If George’s father Robert and his brother Robert, Jr. are so fearful of all the scary black people out there, why have they been willing to make multiple appearances on television and radio programs? Robert, Sr. appeared with his face hidden, although I don’t know why that was the case. Robert, Jr., the brother, was on a high-profile CNN program twice, and was in no way disguised.

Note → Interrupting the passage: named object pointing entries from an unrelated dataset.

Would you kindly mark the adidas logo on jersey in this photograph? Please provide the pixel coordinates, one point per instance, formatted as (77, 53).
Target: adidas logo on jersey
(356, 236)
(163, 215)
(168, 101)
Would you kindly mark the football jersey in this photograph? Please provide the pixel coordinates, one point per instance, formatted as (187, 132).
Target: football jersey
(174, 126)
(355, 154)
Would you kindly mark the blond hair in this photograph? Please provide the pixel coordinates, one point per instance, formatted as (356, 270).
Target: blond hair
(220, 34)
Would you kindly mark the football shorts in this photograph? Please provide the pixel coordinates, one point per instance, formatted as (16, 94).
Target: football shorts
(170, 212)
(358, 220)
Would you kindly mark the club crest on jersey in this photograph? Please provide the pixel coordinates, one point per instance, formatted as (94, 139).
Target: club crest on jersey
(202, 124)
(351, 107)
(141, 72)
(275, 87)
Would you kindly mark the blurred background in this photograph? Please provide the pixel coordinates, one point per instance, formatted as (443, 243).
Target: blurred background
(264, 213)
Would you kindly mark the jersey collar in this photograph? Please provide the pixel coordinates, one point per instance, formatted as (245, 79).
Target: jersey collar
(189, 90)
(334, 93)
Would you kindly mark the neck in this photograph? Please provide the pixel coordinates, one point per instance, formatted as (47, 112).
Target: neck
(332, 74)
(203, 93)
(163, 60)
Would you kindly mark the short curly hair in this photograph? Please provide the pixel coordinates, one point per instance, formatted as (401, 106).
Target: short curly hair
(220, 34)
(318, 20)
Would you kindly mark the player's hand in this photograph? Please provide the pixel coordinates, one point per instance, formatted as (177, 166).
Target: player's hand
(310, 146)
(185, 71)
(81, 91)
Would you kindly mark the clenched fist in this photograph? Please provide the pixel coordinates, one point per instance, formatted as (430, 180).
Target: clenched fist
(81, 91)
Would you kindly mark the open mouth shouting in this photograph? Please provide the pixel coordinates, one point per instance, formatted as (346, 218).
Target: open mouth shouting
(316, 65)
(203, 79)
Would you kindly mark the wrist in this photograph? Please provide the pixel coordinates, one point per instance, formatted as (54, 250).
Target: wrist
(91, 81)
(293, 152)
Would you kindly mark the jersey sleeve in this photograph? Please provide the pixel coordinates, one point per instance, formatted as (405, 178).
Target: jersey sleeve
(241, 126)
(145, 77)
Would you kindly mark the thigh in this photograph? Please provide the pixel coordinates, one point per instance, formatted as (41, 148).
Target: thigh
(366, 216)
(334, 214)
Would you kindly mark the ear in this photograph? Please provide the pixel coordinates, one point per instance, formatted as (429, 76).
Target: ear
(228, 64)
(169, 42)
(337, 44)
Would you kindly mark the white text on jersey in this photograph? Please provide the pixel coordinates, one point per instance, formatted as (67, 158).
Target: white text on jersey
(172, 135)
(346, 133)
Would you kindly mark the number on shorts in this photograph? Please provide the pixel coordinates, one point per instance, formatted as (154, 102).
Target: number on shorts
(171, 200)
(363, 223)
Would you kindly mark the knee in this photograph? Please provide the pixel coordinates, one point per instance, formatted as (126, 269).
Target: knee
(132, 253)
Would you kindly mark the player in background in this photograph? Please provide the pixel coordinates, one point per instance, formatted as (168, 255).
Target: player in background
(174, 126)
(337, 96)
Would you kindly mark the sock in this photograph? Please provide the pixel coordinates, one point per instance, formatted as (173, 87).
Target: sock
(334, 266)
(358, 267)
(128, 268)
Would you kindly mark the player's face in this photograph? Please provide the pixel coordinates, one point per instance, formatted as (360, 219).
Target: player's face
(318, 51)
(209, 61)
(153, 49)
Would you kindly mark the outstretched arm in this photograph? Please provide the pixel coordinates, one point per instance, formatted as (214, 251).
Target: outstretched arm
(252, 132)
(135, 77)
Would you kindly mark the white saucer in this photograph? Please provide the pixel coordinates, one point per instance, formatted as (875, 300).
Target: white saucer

Who was more hated than Casey Anthony and her family? They even experienced having people picketing their home and screaming “baby killer” at them when they came out of their house. Yet they were not permitted to testify by telephone. Even child witnesses in abuse cases have to come to court to testify. Occasionally they are allowed to testify by video-conference, but I have never heard of telephone testimony before. The implication was that George Zimmerman and his family are in danger comparable to testifying in a mafia trial.
The state permitted George Zimmerman’s attorney Mark O’Mara to hold a mini-trial during a bond hearing! An investigator was called to the stand and cross examined about the wording of the probable cause affidavit.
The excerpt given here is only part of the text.